Принципиальное отсутствие в этом способе чистой мыслительности объясняется не просто тем, что Пушкин – художник, но именно характером задачи. Положение его обязывает к тому, чтобы «слово» было «дело». В одном письме он решительно заключает: «Делать нечего, так и говорить нечего» (X, 207). Это поворачивает несколько иной стороной часто цитируемое; «Слова поэта суть его дела», откуда легко было бы вывести оправдание любых словопроизнесений. Нет, высказывается только то, что несет связывающую силу целого и роль высказанного «наблюдения» в целом. Сколько бы оно ни противоречило другому, где-нибудь в другом углу обрисовавшемуся, оно имеет в этом прикосновении право на жизнь; без этого – не существует и не является на бумагу. Перед читателем выступает только «поэт действительности».
Повторим: как бы ни судить этот способ с чисто теоретической стороны (то есть на основе достигнутого уровня философии), он становится практически наиболее подходящим, чтобы вместить поднимающееся новое сознание и показать, не вычленяя, его дополнительные – в отношении к другим национальным стихиям – приобретения, возможности нового пути.
С его помощью Пушкин открывает форму для традиционной нашей бесформенности. Именно форму, соответствующую безграничным тяготениям и размаху, стремлению «объять необъятное», а не тщетно бороться с ним.

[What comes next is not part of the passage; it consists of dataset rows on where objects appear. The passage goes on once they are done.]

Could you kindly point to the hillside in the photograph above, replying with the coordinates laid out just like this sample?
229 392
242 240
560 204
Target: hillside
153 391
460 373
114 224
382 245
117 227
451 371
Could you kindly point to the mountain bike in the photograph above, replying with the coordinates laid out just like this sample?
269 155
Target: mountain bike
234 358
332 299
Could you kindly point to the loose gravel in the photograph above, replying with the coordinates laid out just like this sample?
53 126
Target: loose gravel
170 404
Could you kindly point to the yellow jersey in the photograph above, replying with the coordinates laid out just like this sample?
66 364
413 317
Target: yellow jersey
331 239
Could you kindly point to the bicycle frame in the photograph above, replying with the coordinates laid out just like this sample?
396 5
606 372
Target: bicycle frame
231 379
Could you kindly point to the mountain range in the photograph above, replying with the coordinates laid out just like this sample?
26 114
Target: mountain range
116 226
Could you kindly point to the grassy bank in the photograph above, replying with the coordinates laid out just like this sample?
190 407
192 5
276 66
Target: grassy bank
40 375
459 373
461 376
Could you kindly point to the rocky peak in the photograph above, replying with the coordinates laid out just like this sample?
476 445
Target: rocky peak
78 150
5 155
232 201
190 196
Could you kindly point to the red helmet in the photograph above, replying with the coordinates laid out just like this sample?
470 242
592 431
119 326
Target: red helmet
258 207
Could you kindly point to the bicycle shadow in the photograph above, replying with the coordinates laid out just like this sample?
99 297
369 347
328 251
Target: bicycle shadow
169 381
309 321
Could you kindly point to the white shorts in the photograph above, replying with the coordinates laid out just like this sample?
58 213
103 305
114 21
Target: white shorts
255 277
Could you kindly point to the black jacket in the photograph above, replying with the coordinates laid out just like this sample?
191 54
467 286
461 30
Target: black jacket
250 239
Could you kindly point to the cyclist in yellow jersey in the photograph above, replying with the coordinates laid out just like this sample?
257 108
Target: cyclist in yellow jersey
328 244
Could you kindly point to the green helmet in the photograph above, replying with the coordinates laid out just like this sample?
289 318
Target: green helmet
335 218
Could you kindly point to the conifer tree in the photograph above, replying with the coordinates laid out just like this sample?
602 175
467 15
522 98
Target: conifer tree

До него (и часто ошибочно после) форма в русской литературе была наносной, внешней, иногда удачно дисциплинирующей, иногда насильничающей. С нею боролся неистовый хаос. Здесь впервые открылась возможность какой-то иной их меры (не трагически окруженного островка «гармонии»).
Во-вторых, этот способ обозначил новые пути для расположения, соучастия и переимчивости, которая при нем не страдает от подражательности, но бывает, что, по мнению источника подражания, даже и наоборот. Он опирается на доверие к общей дороге, где каждый имеет право обойти других и этим развить целое, в свою очередь предлагая новую задачу.
Мы привыкли считать Пушкина воплощением положительной утверждающей силы. Но нельзя отрицать некоторой опасности этой идеи по отношению к обособленности национальных начал, с которыми идея встречается. В сравнении с «простодушием», которое Пушкин – правильно или нет – отметил в законченно отлитых стилях, «лукавая насмешливость ума» тут в самом деле проступает довольно ясно.
Пушкину свойственна некая «обольстительность», и в высшей степени. Сопереживание и сочувствие, чуть ли не любому, вступившему с ним в общение, как будто не знает препятствий. В сравнении разных адресов открывается удивительная непоследовательность. Так, восторженно откликнувшись Вяземскому: «Ты хорошо сделал, что заступился явно за галлицизмы» (X, 153), – он советует Киреевскому «переводить» ученые термины, «это будет и приятно неучам и полезно нашему младенчествующему языку» (X, 404), – примеров множество. Пущин рассказывает, что, уличенный в таком угодничестве и тем самым как бы измене только что объединившемуся с ним другу, Пушкин бросался его щекотать и сбивал всякие объяснения. С каждой данной точки зрения это, конечно, выглядит как беззастенчивая лесть, не говоря уже об общении с женщинами, например с Каролиной Собаньской, которой он писал: «Ваши пальцы коснулись моего лба… Это прикосновение… обратило меня в католика» (Х,800).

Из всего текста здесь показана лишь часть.